To add to his success he was a member of parliament for the Whig party for Scarborough, London and helped form the Royal Polytechnic Institution, which is now the University of Westminster, where he served as chairman for many years. He was also a founding member of the British association for the Advancement of Science. Sir Cayley was a distant cousin to the mathematician Arthur Cayley. To find out more about his great man we have to visit the past into the life of Sir George Cayley.
Sir George Arthur Cayley was born on December 27th, 1773, in Richmond, London, England. His father was Henry Cayley and his mother was Maria Antonia Doughty. When he was a child Arthur enjoyed solving complex math problems which no doubt paved the way for his success in life. When he was old enough to go to college he excelled in mathematics, Greek, German, French and Italian. After college he worked as a lawyer for 14 years. Later in life, he was the first to define the concepts of “groups”, in a modern mathematical way.
When Arthur’s father died, he inherited Brompton Hall estates. He started to engage in a wide variety of engineering projects. He developed the self righting lifeboat, the tension-spoke wheels (Caterpillar tractors), the automatic signals for railway crossings, seat belts, helicopters on a small scale and an internal combustion engine. He did not stop there he also aided in the invention of prosthetics, air engines, electricity, theatre architecture, ballistics, optics and land reclamation.
Regardless of all these wonderful achievements Arthur is remembered mostly for his pioneering and experimentation in aeronautics. He designed and built a piloted glider. He was author of a 3 part thesis which was called “On Aerial Navigation”. This took place between 1809 and 1810. There has been a discovery of some of his school notes, which are held in the Royal Aeronautical Society Library in London. Some of these notes reveal that even as a school boy, he was developing theories of flight. Some believe that this was as early as 1792.
In order to measure the drag on objects at different speeds Arthur built a “whirling-arm apparatus”. There is evidence that he experimented with rotating wing sections. This eventually led him to develop a chambered airfoil, along with identifying four vector forces, which influences thrust, drag, lift and gravity of an aircraft. He also discovered how important the lateral stability in flight was; this led him to set the level of gravity under the wings for this very reason. Arthur finally got the acknowledgement of being the first aeronautical engineer.
It wasn’t until 1804 that Arthur’s models appeared similar to what we know today, before 1849 he would design and build a triplane, which was powered with flappers, which a boy that is unknown actually flew in it. Later he would design and build a larger model that flew across Brompton Dale in 1853. He did this with the help of his grandson George John Cayley and his engineer Thomas Vick. There is no concrete proof of who the pilot was but it did fly.

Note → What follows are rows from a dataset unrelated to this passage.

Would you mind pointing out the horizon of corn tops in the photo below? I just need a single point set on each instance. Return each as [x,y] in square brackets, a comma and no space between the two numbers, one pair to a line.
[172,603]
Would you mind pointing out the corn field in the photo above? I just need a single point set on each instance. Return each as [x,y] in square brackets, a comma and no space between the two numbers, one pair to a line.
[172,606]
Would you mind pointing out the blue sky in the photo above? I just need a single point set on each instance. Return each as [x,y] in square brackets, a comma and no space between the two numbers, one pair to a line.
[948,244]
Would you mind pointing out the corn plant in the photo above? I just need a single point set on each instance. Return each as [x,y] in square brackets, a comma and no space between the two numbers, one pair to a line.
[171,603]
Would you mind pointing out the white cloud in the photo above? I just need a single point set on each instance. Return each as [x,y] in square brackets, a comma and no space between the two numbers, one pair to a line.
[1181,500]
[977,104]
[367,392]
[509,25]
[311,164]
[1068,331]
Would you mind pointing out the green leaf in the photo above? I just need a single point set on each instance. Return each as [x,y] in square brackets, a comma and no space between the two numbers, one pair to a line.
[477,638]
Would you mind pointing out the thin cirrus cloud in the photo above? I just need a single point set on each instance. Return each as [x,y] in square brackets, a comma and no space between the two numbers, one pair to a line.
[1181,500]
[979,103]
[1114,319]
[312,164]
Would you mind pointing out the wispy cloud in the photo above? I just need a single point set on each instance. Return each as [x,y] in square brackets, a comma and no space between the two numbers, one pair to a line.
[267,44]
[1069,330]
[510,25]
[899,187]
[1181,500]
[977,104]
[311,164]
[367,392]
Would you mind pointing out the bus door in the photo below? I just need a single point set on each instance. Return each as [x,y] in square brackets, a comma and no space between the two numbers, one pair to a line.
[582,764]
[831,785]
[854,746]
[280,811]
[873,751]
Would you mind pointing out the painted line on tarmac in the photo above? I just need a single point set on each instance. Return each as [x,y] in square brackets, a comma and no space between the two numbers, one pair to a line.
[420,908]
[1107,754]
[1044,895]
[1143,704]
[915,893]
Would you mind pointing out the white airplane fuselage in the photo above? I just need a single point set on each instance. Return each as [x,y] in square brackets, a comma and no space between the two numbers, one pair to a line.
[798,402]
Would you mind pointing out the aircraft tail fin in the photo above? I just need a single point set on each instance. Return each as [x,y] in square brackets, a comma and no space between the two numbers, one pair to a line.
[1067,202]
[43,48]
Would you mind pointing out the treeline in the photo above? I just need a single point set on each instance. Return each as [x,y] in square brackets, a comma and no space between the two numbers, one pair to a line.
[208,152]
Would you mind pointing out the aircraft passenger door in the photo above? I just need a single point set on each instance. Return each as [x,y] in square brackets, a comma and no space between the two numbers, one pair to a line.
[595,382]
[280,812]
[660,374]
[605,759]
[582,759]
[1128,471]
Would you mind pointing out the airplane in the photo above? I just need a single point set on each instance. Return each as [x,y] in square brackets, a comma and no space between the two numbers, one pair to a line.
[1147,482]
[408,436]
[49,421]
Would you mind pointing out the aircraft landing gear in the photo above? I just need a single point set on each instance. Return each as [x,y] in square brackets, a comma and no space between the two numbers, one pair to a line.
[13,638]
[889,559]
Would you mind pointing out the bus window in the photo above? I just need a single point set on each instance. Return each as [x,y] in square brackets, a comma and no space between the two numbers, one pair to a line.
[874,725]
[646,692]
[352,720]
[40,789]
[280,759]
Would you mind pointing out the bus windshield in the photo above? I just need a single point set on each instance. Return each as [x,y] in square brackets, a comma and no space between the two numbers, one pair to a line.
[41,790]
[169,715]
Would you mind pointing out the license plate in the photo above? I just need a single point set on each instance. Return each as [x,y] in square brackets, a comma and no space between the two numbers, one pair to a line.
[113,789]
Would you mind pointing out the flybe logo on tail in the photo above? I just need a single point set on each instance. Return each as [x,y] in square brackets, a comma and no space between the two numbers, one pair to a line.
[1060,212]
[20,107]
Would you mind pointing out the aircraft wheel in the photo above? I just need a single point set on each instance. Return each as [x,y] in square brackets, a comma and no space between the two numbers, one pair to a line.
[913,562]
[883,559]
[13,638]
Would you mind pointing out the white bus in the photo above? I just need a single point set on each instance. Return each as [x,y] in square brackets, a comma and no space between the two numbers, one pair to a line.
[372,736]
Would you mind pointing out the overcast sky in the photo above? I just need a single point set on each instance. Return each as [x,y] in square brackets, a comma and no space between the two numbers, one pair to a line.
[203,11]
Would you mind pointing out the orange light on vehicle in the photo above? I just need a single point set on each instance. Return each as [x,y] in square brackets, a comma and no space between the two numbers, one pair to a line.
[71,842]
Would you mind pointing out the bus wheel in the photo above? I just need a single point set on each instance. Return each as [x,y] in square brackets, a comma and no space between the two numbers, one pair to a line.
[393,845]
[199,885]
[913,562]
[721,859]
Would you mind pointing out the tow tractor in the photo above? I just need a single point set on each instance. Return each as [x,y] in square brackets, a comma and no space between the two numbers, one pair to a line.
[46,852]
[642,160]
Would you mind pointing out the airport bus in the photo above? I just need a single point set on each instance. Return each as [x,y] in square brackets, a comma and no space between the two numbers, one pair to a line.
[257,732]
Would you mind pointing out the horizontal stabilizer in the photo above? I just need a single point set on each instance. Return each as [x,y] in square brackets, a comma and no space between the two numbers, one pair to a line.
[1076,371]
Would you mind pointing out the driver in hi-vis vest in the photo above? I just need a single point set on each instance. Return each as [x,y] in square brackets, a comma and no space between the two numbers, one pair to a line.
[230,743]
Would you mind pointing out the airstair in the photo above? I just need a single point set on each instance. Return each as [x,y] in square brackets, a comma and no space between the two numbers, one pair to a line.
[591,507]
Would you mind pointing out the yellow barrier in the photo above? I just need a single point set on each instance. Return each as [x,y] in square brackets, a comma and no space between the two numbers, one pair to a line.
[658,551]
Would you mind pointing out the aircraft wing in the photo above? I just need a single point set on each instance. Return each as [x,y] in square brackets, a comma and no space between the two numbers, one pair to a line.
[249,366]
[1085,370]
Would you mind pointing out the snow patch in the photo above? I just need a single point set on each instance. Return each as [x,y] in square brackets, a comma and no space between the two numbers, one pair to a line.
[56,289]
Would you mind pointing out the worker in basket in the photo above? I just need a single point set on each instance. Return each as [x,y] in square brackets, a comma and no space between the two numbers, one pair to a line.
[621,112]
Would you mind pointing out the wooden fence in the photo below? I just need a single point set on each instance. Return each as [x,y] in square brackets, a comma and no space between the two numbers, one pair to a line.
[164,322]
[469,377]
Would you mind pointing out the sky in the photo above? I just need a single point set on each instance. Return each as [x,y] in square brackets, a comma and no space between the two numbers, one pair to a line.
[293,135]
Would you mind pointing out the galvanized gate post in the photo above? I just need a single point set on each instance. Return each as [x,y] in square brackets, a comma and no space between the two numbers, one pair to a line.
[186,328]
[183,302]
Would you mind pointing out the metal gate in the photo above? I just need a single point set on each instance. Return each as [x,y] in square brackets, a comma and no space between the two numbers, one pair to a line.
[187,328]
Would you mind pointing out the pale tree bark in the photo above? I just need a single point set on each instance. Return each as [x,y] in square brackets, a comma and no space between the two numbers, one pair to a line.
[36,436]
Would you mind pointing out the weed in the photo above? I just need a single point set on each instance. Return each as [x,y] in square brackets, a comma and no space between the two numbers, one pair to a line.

Replicas of the plane were flown over Brompton Dale in 1974 and again in 1980. Another flew over the same place in 2003. There are many things that made this man great and it shows today. He was the first to be commemorated by having a hall of residency and bar at Laoughborough University which is named after him. The contributions to the world of aeronautics are something that has and will continue to go down in history. The ideas this man brought to us in the past are still being used today.